Publié le 6 décembre 2023 11h00. L’Irlande se prépare à une saison grippale particulièrement sévère, qui pourrait atteindre son pic avant Noël, avec une augmentation significative des hospitalisations déjà observée. Les autorités sanitaires insistent sur l’importance de la vaccination, notamment pour protéger les populations les plus vulnérables.

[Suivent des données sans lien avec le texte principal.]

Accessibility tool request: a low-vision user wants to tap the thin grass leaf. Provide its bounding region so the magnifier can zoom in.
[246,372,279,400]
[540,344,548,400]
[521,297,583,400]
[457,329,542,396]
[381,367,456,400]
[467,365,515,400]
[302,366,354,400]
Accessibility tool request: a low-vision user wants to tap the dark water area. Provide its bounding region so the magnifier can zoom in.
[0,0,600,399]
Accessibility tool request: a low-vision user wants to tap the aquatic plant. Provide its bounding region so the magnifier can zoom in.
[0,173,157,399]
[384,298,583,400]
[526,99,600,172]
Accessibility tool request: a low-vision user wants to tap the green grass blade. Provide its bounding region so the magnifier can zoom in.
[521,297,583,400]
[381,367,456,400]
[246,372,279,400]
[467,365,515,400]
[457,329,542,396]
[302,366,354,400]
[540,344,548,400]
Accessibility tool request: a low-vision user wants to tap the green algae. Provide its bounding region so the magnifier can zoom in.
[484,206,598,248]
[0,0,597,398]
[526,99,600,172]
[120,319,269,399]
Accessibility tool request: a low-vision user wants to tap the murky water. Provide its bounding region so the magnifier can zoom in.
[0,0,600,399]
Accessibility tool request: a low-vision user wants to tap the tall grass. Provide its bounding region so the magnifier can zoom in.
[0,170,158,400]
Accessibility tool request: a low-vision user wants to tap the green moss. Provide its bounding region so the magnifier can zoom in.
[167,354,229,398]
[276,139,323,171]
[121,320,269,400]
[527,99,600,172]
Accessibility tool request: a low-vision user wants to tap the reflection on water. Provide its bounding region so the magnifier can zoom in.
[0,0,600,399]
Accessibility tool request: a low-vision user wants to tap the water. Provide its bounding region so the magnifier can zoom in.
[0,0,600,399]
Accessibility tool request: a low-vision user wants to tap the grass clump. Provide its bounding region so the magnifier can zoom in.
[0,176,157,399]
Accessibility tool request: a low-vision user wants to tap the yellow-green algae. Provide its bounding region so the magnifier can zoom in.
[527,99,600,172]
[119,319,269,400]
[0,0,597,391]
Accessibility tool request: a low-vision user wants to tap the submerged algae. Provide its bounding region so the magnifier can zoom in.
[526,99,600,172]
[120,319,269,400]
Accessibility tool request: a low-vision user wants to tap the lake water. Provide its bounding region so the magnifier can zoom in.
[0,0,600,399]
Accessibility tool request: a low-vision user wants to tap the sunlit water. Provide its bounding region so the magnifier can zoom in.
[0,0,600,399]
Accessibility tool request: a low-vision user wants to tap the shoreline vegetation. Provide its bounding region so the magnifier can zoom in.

- Le nombre d’hospitalisations liées à la grippe a doublé en une semaine, atteignant 418 cas fin novembre.
- Le pic de la saison grippale est anticipé entre 750 et 1 500 patients hospitalisés, potentiellement dès la semaine de Noël ou début janvier.
- La vaccination reste le moyen de protection le plus efficace, bien que l’efficacité des vaccins puisse être réduite en raison de l’évolution du virus.
La saison grippale en Irlande s’annonce plus précoce et plus intense que l’année précédente, qui avait déjà enregistré un nombre élevé d’infections. Le Dr Colm Henry, directeur clinique du Health Service Executive (HSE), l’a confirmé, soulignant que les données observées au Royaume-Uni et dans l’hémisphère sud laissaient présager cette situation. Le HSE s’attend à une période critique autour des fêtes de fin d’année, avec une forte pression sur le système hospitalier.
Les chiffres actuels témoignent d’une accélération de la propagation du virus. Fin novembre, 418 personnes étaient hospitalisées pour cause de grippe, contre 213 la semaine précédente. À titre de comparaison, à la même période l’année dernière, seulement 73 hospitalisations avaient été recensées, pour un pic de plus de 800 cas en janvier.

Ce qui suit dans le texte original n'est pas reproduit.